Proxmox + K3s Home Lab (Terraform + Ansible Automation)
Overview
Built a fully automated Kubernetes home lab using Proxmox VE as the virtualization platform and K3s as the lightweight Kubernetes distribution. The main goal of this project was reproducibility: if the entire environment disappears, the full cluster can be recreated in minutes with the same configuration and results.
This lab simulates real-world DevOps workflows by combining Infrastructure as Code (Terraform) and Configuration Management (Ansible) to provision and configure a multi-node Kubernetes cluster consistently, without manual setup inside Proxmox.
Goals
- Provision a complete Kubernetes cluster from scratch using IaC.
- Eliminate manual VM creation and OS setup tasks.
- Create a repeatable deployment workflow suitable for scaling and experimentation.
- Practice production-style automation patterns (separation of responsibilities, idempotency, inventory automation).
Architecture
The lab provisions 3 virtual machines in Proxmox:
- 1 Control Plane (K3s Server)
- 2 Worker Nodes (K3s Agents)
All VMs are created from a Cloud-Init Ubuntu template, enabling automated first-boot configuration such as SSH access and network initialization.
Tech Stack
- Proxmox VE (virtualization / compute layer)
- Terraform (VM provisioning using Proxmox provider)
- Ansible (OS preparation + K3s installation orchestration)
- K3s Kubernetes (lightweight Kubernetes distribution)
- Linux / SSH / Bash (automation and troubleshooting)
- Cloud-Init (bootstrap configuration for VMs)
Implementation Details
1) Golden Image + Cloud-Init Template
Created a reusable Ubuntu template in Proxmox using Cloud-Init, allowing each VM clone to boot with predefined configuration and minimal manual intervention.
Key automation features:
- SSH key injection for secure access
- Standardized VM baseline configuration
- Fast cloning for consistent node creation
2) Infrastructure Provisioning with Terraform
Terraform provisions the full infrastructure layer inside Proxmox:
- VM creation from template
- CPU/RAM/Disk sizing per node role
- Network configuration and VM naming strategy
- Cluster-ready topology (server + agents)
This provides a clean, version-controlled workflow where the full lab can be deployed and destroyed safely.
3) Configuration Management with Ansible
After Terraform creates the VMs, Ansible completes the post-provisioning configuration:
- Updates packages and prepares the OS
- Disables swap and applies kernel parameters required for Kubernetes
- Configures system-level dependencies
- Installs and initializes K3s Server
- Joins worker nodes automatically using a secure token workflow
- Verifies node readiness and cluster status
Ansible is organized using reusable roles and structured inventories for maintainability.

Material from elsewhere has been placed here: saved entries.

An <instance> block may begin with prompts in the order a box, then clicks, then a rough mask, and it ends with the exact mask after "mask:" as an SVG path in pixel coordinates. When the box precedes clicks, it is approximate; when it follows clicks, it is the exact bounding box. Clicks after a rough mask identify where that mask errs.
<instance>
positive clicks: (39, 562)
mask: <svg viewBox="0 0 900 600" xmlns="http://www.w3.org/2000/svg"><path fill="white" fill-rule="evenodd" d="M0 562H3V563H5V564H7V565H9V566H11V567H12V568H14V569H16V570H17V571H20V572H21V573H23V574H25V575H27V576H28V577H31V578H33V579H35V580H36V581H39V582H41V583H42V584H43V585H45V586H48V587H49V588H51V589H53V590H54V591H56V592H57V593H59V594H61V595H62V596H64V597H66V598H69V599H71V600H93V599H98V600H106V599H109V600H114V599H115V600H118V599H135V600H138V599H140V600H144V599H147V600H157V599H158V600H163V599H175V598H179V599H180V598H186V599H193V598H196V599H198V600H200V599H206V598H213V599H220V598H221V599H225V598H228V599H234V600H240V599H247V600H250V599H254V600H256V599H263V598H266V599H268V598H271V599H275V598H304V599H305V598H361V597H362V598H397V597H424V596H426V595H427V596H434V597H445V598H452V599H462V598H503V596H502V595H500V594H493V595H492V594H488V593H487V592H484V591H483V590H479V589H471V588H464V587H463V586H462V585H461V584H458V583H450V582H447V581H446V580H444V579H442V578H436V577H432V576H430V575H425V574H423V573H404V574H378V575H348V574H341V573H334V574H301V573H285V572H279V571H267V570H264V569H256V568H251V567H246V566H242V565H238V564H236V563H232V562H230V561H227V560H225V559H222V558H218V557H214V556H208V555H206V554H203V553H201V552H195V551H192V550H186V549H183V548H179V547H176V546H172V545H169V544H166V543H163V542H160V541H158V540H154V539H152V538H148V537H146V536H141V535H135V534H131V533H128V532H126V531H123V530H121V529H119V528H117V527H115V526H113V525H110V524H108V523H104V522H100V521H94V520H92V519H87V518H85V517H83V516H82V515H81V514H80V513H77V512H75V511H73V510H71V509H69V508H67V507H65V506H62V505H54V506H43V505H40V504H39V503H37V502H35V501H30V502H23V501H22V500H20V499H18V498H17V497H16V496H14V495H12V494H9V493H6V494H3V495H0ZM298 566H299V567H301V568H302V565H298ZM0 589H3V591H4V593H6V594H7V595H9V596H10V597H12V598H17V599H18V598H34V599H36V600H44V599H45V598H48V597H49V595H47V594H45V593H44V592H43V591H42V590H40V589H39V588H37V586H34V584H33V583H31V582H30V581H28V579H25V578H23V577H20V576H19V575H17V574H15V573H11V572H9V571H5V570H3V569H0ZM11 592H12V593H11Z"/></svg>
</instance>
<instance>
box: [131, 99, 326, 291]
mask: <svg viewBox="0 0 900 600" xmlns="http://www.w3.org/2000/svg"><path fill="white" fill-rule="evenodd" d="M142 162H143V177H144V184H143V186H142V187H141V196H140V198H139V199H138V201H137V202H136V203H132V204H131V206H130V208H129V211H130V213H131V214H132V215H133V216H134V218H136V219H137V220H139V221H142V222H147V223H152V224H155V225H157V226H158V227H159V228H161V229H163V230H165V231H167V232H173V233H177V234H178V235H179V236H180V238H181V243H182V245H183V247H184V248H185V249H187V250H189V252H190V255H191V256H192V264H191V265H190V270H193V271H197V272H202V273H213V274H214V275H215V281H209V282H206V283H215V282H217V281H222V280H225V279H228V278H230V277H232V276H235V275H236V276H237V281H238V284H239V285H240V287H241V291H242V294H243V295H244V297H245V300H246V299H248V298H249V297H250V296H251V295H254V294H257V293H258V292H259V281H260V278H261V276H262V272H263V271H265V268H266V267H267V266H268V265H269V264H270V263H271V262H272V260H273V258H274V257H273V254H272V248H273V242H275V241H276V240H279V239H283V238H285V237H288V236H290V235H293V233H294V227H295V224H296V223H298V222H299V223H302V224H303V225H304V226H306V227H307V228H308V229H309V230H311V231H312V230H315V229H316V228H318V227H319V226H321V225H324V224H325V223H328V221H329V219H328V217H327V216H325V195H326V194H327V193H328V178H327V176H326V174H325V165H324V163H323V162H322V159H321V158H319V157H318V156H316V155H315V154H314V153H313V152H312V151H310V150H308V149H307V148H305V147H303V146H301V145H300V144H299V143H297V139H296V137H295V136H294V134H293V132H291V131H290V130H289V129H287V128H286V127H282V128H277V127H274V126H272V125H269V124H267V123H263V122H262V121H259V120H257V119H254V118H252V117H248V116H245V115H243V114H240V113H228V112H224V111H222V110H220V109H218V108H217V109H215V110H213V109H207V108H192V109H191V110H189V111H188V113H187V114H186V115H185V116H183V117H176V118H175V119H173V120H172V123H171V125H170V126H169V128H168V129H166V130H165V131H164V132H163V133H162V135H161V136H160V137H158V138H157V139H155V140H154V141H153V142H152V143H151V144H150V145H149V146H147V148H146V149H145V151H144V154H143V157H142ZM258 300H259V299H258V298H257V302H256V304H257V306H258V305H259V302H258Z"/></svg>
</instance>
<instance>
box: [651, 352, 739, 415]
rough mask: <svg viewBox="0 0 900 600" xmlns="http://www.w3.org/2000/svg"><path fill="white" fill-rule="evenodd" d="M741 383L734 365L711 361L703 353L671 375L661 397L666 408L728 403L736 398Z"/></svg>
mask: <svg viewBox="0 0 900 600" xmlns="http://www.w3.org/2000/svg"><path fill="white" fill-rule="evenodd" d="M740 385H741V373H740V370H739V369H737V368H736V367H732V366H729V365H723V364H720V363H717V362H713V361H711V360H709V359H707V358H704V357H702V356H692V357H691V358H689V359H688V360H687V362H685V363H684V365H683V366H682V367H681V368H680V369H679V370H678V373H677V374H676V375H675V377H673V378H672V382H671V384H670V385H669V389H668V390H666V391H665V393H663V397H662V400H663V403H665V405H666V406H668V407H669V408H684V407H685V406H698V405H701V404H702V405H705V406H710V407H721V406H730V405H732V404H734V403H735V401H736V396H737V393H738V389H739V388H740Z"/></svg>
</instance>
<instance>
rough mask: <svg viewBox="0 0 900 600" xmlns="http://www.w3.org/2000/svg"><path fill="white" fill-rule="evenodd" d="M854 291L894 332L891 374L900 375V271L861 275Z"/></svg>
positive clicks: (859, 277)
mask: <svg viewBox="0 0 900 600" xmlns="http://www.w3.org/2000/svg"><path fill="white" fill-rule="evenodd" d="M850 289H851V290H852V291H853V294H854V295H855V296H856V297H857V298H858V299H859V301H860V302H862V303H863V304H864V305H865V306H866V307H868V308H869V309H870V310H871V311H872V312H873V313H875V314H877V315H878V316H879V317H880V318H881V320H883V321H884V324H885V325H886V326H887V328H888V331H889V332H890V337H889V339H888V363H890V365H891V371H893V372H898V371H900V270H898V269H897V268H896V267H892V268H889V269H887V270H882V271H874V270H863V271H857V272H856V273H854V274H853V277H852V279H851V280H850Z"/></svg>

Key DevOps Practices Applied
- Infrastructure as Code (IaC) with Terraform
- Separation of responsibilities
- Terraform handles infrastructure lifecycle
- Ansible handles configuration and software installation
- Idempotent automation
- Safe re-runs without breaking existing nodes
- Reproducibility
- Consistent results across deployments
- Production-style troubleshooting
- SSH host key issues, network/IP discovery, guest agent behavior, cloud-init behavior
Challenges & Troubleshooting Highlights
- Debugged VM networking and IP reporting issues when using Proxmox + Cloud-Init.
- Investigated QEMU Guest Agent limitations and timing issues during provisioning.

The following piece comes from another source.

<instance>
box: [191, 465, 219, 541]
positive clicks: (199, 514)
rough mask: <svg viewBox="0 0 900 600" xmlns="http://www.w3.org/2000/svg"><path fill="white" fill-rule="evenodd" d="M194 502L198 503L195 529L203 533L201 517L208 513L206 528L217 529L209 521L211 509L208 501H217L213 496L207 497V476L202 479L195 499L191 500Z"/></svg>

- Resolved SSH host key conflicts when recreating nodes frequently (known_hosts management).
- Improved deployment reliability by tuning provisioning wait timeouts and sequencing.
Results / Outcome
- Fully working multi-node Kubernetes cluster running on Proxmox.
- Cluster can be rebuilt quickly with consistent configuration using Terraform + Ansible.
- Created a reliable lab environment to practice Kubernetes deployments, networking, and DevOps workflows.
- Strong foundation for future expansions (Ingress, Load Balancing, GitOps, Monitoring, CI/CD).

Next Improvements
- Add Ingress Controller and DNS-based access inside the lab.
- Deploy a GitOps workflow (ArgoCD or Flux).
- Add monitoring stack: Prometheus + Grafana.
- Introduce centralized logging (Loki or ELK).
- Add CI/CD to automatically deploy apps into the cluster.